Abstract
This project introduces a new framework for thinking about ethnic cleansing and tests this theory on the Lebanese civil war of 1975-1990 using an original quantitative dataset and about 60 interviews gathered during 14 months of fieldwork. Ethnic cleansing, or instances where one ethnic or sectarian group displaces members of another from a particular territory through violent means, can be either a political goal or a strategy in service of another end and this crucial aspect means that the practice of this strategy will vary widely across conflicts. Ethnic cleansing is often used as a strategy for dominating contested territory in nationalist conflicts which implies that some group is trying to maximize displacement using all available military forces.
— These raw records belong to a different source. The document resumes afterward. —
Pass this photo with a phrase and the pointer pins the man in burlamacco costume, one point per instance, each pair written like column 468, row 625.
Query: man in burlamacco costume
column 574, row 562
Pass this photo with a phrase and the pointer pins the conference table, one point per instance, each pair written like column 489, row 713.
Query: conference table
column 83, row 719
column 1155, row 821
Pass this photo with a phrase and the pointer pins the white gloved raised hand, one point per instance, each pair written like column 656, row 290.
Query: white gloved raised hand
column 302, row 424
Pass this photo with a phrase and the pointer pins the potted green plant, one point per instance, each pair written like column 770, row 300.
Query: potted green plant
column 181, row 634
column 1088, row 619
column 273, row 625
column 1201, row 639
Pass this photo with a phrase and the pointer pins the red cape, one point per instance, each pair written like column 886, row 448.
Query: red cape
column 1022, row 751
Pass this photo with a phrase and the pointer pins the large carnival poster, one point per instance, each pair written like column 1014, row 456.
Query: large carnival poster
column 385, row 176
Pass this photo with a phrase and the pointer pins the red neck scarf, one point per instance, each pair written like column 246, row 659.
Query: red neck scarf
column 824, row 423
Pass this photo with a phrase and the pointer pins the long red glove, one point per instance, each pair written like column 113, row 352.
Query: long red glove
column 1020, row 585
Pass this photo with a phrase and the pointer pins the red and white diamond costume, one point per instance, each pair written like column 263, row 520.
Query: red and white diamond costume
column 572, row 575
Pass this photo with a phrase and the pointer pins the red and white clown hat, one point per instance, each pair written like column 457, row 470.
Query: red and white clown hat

Yet my argument is that in civil wars fought at least in part across an ethnic divide, but where neither side has separatist ambitions, armed groups have strong incentives to minimize the amount of displacement. Ethnic identity is an easy and cheap heuristic device that can be used to identify potential enemies which enables armed groups to use collective violence such as ethnic cleansing. But with a lack of separatist ambition comes an understanding that the country will need to be governed after armed hostilities end. In addition, during the conflict process, armed groups have an incentive to retain non-coethnic resident civilians since all manners of in-conflict funding of armed groups are strictly increasing in the size of civilian population: taxation, predation, seizing and operating firms, and donations. For these reasons armed groups have an incentive to acquire more fine-grained information about resident non-coethnics to allow them to displace only those who are actively disloyal. This is easiest in areas where loyal and disloyal civilians are mixed, such as mixed residential neighbourhoods, which are therefore more likely to witness selective violence but less likely to experience full collective ethnic cleansing.
To test this theory I rely on an original countrywide village-level data set on demographics, migration, and violence collected during 14 months of fieldwork based in Beirut and supplemented by about 60 interviews with political leaders and former militia fighters. The data stems from voter registration materials, government documents, NGO reports and other sources and allows for a rich set of quantitative tests and illustrative GIS mapping. The main finding is that ethnic cleansing was less extensive and more narrowly and competently targeted than is commonly imagined or appreciated.